Footnote 14:[ (return) ] Jordanes (cap. iii) says that the fugitive Huns "sought those parts of Scythia past which flow the streams of the river Dnieper which the Huns in their own tongue call 'Var' (the river)". If this is correctly stated it is almost certain that it must describe some battle which happened before the great Western migration of the Ostrogoths, which was mentioned in the last chapter, for it would be impossible, if the Gepidæ were in Trans-danubian Hungary and the Ostrogoths in Pannonia that the Ostrogoths should have driven the Huns into the countries watered by the Dnieper. I am rather inclined to believe that this reference of the battle to an earlier period may be the correct explanation. But Danapri (Dnieper) may be only a blunder of Jordanes, who is often hopelessly wrong in his geography.

Walamir at once sent tidings of the victory to his brother Theudemir. The messenger arrived at an opportune moment, for on that very day Erelieva, the unwedded wife of Theudemir, had given birth to a man-child. This infant, born on such an auspicious day and looked upon as a pledge of happy fortunes for the Ostrogothic nation, was named Thiuda-reiks (the people-ruler), a name which Latin historians, influenced perhaps by the analogy of Theodosius, changed into Theodoricus, and which will here be spoken of under the well-known form THEODORIC. [15]

Footnote 15:[ (return) ] Jordanes wavers between Theodericus and Theodoricus. The Greek historians generally use the form θευδερίχος. German scholars seem to prefer Theoderich. As it is useless now to try to revert to the philologically correct Thiuda-reiks, I use that form of the name with which I suppose English readers to be most familiar--namely, Theodoric.

It will be observed that I have spoken of Erelieva as the unwedded wife of Theudemir. The Gothic historian calls her his concubine, [16] but this word of reproach hardly does justice to her position. In many of the Teutonic nations, as among the Norsemen of a later century, there seems to have been a certain laxity as to the marriage rite, which was nevertheless coincident with a high and pure morality. It has been suggested that the severe conditions imposed by the Church on divorces may have had something to do with the peculiar marital usages of the Teutonic and Norse chieftains. Reasons of state might require Theudemir the Ostrogoth, or William Longsword the Norman, to ally himself some day with a powerful king's daughter, and therefore he would not go through the marriage rite with the woman, really and truly his wife, but generally his inferior in social position, who meanwhile governed his house and bore him children. If the separation never came, and the powerful king's daughter never had to be wooed, she who was wife in all but name, retained her position unquestioned till her death, and her children succeeded without dispute to the inheritance of their father. The nearest approach to an illustration which the social usages of modern Europe afford, is probably furnished by the "morganatic marriages" of modern German royalties and serenities: and we might say that Theodoric was the offspring of such an union. Notwithstanding the want of strict legitimacy in his position, I do not remember any occasion on which the taunt of bastard birth was thrown in his teeth, even by the bitterest of his foes.

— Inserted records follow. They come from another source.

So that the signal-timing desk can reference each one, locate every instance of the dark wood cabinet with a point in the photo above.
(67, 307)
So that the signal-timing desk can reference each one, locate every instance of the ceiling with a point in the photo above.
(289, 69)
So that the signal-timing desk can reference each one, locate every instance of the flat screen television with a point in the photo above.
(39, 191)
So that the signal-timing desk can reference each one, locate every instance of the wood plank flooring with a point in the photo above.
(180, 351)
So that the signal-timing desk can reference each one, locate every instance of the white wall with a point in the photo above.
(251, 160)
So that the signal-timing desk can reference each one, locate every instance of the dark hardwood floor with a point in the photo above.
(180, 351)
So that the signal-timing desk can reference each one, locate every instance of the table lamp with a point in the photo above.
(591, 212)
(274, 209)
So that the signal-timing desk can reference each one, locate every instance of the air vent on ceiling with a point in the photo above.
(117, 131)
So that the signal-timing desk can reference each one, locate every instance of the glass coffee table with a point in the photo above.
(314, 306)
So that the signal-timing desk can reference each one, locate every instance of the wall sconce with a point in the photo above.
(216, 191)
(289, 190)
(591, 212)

Footnote 16:[ (return) ] "Ipso siquidem die Theodoricus ejus filius quamvis de Erelieva concubina, bonæ tamen spei natus est" (Jordanes: Getica, 52).

It would be satisfactory if we could fix with exactness the great Ostrogoth's birth-year, but though several circumstances point to 454 as a probable date, we are not able to define it with greater precision. [17]

Footnote 17:[ (return) ] If there be any truth in the suggestion made above, that the Hunnish attack on Walamir was made before the Ostrogothic migration into Pannonia, the birth-year must be moved up to 452.